«Mata primero a tus enemigos, después a los enemigos de tus amigos y, finalmente, mata también a tus amigos». Esta es la directriz literal de uno de los más populares juegos en Internet, el fuego de los mitos, fabricado por Bungie Software y cuya mayor característica es la verosímil humanidad de los personajes. Es decir: su potencia para hacer creer que se está actuando como en la vida real (VR) y no como en la realidad virtual (RV).
La VR y la RV se han convertido por mediación de la pantalla en espacios especulares, comunicados, intercambiables. La potencia interior de la pantalla trastorna la consciencia con el mismo ímpetu que un trauma en plena existencia tiende a convertir la realidad en un sueño. 0 sea: de la misma manera que la muerte repentina de un ser muy querido puede proyectar una impresión de irrealidad sobre la vida cotidiana, las visiones en el ordenador podrían suspender las fronteras de un simulacro.
Los adolescentes, niños y niñas que matan, en España o en Estados Unidos, sólo a veces lo hacen impulsados por estos juegos malvados. Lo incuestionable, sin embargo, es que estos juegos proliferan, se propagan y triunfan entre las posibles elecciones del recreo actual. El asesinato que, en San Femando, cometieron Iria y Raquel sobre su amiga Klara carecía al fin de un móvil que no fuera el gusto mismo de matar. Ni deseaban vengarse de nada ni ganar materialmente nada. La víctima no les merecía la menor atención, según declararon en el interrogatorio. Ante ellas el cuerpo de esa chica era un simple objeto o instrumento para el placer. No para el placer sexual, como solían ser los cuerpos, sino para el placer de matar.

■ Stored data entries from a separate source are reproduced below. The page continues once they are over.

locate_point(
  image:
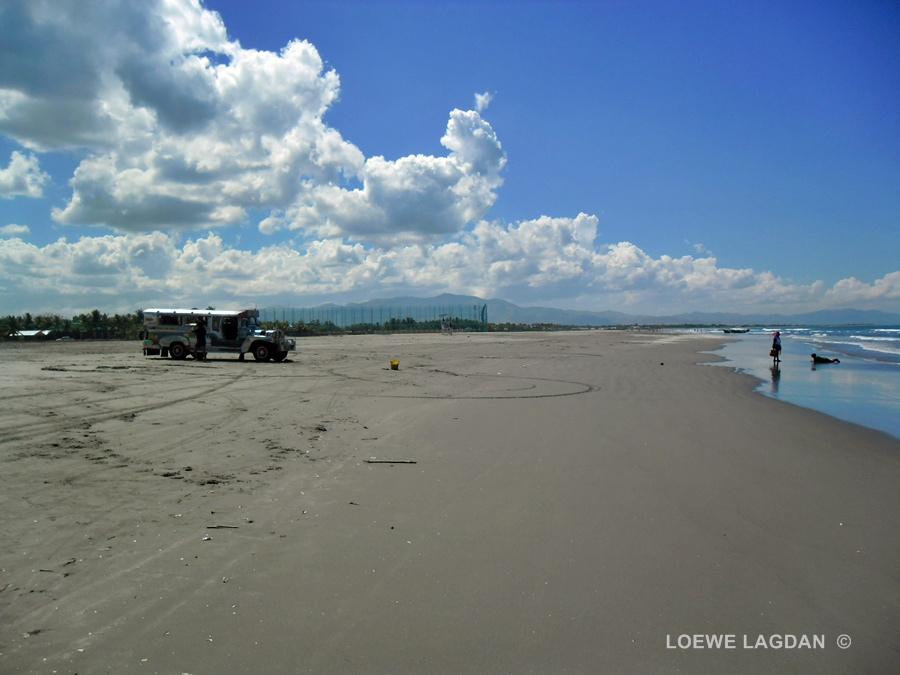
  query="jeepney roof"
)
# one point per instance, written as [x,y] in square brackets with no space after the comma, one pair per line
[202,312]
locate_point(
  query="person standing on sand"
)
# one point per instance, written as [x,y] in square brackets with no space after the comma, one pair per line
[200,332]
[775,353]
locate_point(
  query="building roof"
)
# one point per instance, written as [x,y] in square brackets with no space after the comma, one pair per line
[198,312]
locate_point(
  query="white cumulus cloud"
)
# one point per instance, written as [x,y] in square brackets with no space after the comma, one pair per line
[22,177]
[418,197]
[12,230]
[545,258]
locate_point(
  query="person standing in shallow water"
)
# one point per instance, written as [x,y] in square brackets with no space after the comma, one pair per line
[775,353]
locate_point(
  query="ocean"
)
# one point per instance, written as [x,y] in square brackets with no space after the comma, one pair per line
[863,388]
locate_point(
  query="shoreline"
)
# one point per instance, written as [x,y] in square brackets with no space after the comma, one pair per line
[856,391]
[545,526]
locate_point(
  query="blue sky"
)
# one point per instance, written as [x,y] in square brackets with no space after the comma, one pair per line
[721,156]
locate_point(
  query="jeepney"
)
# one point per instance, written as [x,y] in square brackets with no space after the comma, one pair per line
[172,333]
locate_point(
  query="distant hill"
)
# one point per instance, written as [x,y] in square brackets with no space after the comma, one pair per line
[502,311]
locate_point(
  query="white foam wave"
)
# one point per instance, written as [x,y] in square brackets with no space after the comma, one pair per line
[874,339]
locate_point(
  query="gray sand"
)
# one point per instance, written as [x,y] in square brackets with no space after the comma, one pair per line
[573,502]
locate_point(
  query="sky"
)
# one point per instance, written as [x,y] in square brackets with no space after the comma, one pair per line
[648,157]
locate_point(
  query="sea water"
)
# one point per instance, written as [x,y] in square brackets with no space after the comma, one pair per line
[863,388]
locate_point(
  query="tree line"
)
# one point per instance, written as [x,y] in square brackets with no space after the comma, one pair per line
[97,325]
[89,325]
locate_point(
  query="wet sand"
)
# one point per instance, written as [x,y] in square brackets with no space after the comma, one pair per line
[575,499]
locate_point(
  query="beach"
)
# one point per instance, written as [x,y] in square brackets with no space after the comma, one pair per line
[503,503]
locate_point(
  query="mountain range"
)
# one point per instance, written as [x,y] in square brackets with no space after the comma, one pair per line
[501,311]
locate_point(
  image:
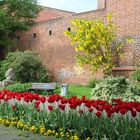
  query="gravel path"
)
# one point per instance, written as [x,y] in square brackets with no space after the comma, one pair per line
[10,133]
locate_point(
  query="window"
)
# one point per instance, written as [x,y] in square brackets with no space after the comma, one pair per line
[34,35]
[50,32]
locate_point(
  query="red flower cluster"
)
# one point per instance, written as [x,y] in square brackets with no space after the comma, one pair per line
[82,105]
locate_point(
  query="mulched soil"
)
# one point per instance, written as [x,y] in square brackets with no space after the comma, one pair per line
[10,133]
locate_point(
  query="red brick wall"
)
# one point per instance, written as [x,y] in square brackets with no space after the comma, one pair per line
[57,52]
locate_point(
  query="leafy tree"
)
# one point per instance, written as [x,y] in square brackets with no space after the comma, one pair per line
[96,43]
[15,15]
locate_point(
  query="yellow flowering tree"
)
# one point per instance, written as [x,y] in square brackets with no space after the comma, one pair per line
[96,43]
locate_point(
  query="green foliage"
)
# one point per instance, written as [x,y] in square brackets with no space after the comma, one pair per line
[27,65]
[96,43]
[19,87]
[15,15]
[92,83]
[136,75]
[115,87]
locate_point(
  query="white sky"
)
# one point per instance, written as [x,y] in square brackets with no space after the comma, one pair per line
[70,5]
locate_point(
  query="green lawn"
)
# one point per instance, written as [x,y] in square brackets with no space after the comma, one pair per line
[77,90]
[73,90]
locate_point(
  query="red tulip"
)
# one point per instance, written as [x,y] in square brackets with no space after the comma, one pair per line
[98,114]
[50,107]
[43,99]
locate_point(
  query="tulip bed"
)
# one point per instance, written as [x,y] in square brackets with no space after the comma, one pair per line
[70,118]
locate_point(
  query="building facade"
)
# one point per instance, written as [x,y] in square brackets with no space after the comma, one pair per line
[47,38]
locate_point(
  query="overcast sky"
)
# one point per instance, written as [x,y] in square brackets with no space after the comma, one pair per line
[70,5]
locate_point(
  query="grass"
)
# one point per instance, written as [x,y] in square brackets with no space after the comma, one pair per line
[73,90]
[77,90]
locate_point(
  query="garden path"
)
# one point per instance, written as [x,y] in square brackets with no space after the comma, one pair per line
[10,133]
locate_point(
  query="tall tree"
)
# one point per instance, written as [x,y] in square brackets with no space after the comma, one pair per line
[15,15]
[96,43]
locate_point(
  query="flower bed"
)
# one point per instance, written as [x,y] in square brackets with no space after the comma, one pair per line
[71,118]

Pero la pregunta es: ¿cómo unas niñas buscan su placer en acuchillar a otra? Sin pastillas, sin alucinaciones, sin psicopatía, las niñas de Cádiz o las de otros casos semejantes han demostrado que puede ser atractivo matar a pesar de soportar el seguro castigo de ser encarcelado y proscrito. ¿0 no? ¿0 toda la consecuencia negativa de asesinar es nula, una vana respuesta de juego electrónico, una secuencia sin daño en el mundo indoloro de la pantalla y cuya condición anónima determina ahora la consideración de los demás?
No mentir, no envidiar, no cometer adulterio, no hurtar, no matar. La serie de los preceptos del decálogo empezaron a ser abolidos en la subversión moral de los años sesenta, empezando por la sexualidad. Desde entonces, ha ido ampliándose la pérdida del sentido del dogma y el deber moral, mientras se ha dilatado una creciente defensa de los derechos. La posible contención personal que regía antes vino a ser considerada represiva, el sacrificio o la renuncia fue tenida como una reminiscencia medieval, la modulación del deseo en atención a los demás una posible coacción del sujeto.
Al cabo, la consecuencia en algunos sectores ha sido la eclosión de fenómenos exacerbados —terrorismo incluido— de un egoísmo incapaz de detectar la semejanza en el otro, cada vez más simplificado y banal. Acaso el modelo del prójimo se produce hoy con gran exactitud dentro de los personajes del juego de la red, donde los actores se comportan como monigotes e ilustran, con su elemental apariencia cómo han de ser las personas que cruzamos en las calles; gentes supuestamente desprovistas de vida sentimental, convertidas en objetos o en estorbos puros.
El instinto, pues, que impedía herir o matar a los demás sin causa, se decanta ahora hacia el mismo exasperado del yo y se especializa, dentro de la cultura de la droga, en ofrecer dosís de voluptuosidad diversa. En ese surtido apenas se incluía la degustación del dolor del otro, pero ya el otro va dejando de existir en cuanto sujeto y, por tanto, en cuanto capaz de padecer. 0 bien: si padece es sólo por dar satisfacción a los derechos de la interminable demanda ajena o para comportarse, en definitiva, como pleno artículo de fruición y explotación.